« Un journaliste est un artisan »
Dans le cadre du programme de français sur l’éducation aux médias et à l’information, les classes de 4eD et E du collège Jeanne d’Arc à Limoges ont reçu un ancien élève, Erwan Chassin, qui est venu répondre à leurs questions.
Pourquoi avez-vous voulu devenir journaliste ?
Ce n’est pas évident mais je crois que j’aime parler des invisibles, des gens qui souffrent, porter la parole de ceux qui ne l’ont pas, rendre visibles les invisibles comme les SDF, les personnes des cités, les agriculteurs… Mais aussi informer des choses qui vont bien.
Quel fut votre parcours ?
Après mes études au lycée Saint-Jean, j’ai voulu devenir infirmier. Puis, je me suis dirigé vers des études de communication, j’ai voyagé et à mon retour, j’ai repris ma vie en main et j’ai décidé de me réorienter vers ce que j’avais toujours voulu faire. Pendant un an, je me suis enfermé chez moi pour préparer l’entrée aux écoles de journalisme. J’ai réussi et pendant deux ans j’ai travaillé comme pigiste à France Bleu, France Bleu Drôme-Ardèche, ce qui m’a conduit d’ailleurs à être le premier à rédiger un article sur l’affaire Crépol. Puis j’ai postulé à une place de reporter aux informations générales de France Inter. J’y suis depuis quatre mois.
Quelle fut l’information la plus intense que vous ayez traitée ?
Certainement l’affaire de Thomas à Crépol, comme j’étais pigiste là-bas en 2023, j’ai été le premier à relayer l’info que l’AFP a reprise ensuite. Tous les matins, on fait « la tournée », on appelle les pompiers et la gendarmerie, c’est comme ça que nous sommes au courant de ce qui se passe la nuit. J’ai aussi couvert un convoi d’aide humanitaire jusqu’à la frontière avec l’Ukraine.
Votre métier empiète-t-il sur votre vie privée ?
Le métier de reporter est un métier de passion mais très exigeant. Les horaires sont très variables. Je peux être envoyé en Espagne dans l’heure. S’il y a une urgence majeure à traiter pendant mes jours de repos, je peux être dépêché sur le terrain. Je dois rester potentiellement joignable tout le temps, y compris les week-end. J’ai reçu des intimidations de la part de personnes pendant quinze jours suite à l’affaire Crépol (mort d’un adolescent à l’arme blanche).
Est-ce difficile de respecter la Charte de déontologie des journalistes ?
Si tu ne respectes pas cette charte, oublie d’être journaliste. Personne ne te fera confiance !
Quelles sont les qualités d’un bon journaliste ?
Il doit être impartial, curieux, disponible et réactif. Surtout, il doit faire preuve d’empathie et d’humilité. Nous sommes des artisans.
Comment lutter contre la désinformation ?

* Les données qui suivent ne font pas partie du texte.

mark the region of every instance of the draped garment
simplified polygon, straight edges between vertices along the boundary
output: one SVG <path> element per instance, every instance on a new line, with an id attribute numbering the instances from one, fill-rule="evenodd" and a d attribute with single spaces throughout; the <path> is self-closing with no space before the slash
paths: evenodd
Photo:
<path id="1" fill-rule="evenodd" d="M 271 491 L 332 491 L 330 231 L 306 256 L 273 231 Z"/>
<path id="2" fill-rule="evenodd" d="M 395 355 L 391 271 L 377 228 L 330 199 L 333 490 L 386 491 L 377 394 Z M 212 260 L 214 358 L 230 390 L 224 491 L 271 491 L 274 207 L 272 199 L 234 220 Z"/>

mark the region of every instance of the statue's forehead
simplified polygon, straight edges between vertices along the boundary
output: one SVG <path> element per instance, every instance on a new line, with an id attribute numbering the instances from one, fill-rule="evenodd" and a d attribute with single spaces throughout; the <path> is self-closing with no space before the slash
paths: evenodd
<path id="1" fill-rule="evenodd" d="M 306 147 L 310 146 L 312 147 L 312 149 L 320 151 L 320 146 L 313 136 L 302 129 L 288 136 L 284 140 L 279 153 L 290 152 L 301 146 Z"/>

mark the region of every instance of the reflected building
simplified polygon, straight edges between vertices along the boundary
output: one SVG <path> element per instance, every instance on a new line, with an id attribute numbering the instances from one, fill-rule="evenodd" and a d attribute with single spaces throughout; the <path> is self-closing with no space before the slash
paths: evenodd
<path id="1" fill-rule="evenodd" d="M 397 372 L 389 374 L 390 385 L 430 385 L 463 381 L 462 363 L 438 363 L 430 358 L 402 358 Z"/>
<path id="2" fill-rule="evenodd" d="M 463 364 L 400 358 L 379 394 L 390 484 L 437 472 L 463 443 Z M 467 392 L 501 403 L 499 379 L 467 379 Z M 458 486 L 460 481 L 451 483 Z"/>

En faisant correctement son travail, justement. Il ne faut jamais publier une information sans avoir recoupé au moins trois sources, essayer de rester objectif, ne pas céder aux cadeaux qu’on pourrait nous faire pour publier un article élogieux. La crise des gilets jaunes et celle du Covid nous ont fait beaucoup de mal en renforçant la défiance envers les journalistes. L’émergence de l’IA est aussi une menace pour notre travail dans le traitement de l’information, mais présente aussi de potentiels avantages.
Que pensez-vous des réseaux sociaux ?
C’est un sacré canal de désinformation et d’information. Ils peuvent m’inspirer en me faisant découvrir des sujets auxquels je n’aurais pas pensé, de vrais témoins peuvent se confier plus facilement. C’est notre rôle de faire le tri entre le vrai et le faux.
Pourquoi avoir choisi la radio ?
Ce media est un art. Il faut calculer le moindre détail, la finesse du son, l’intonation, les bruits de fond. C’est de l’artisanat.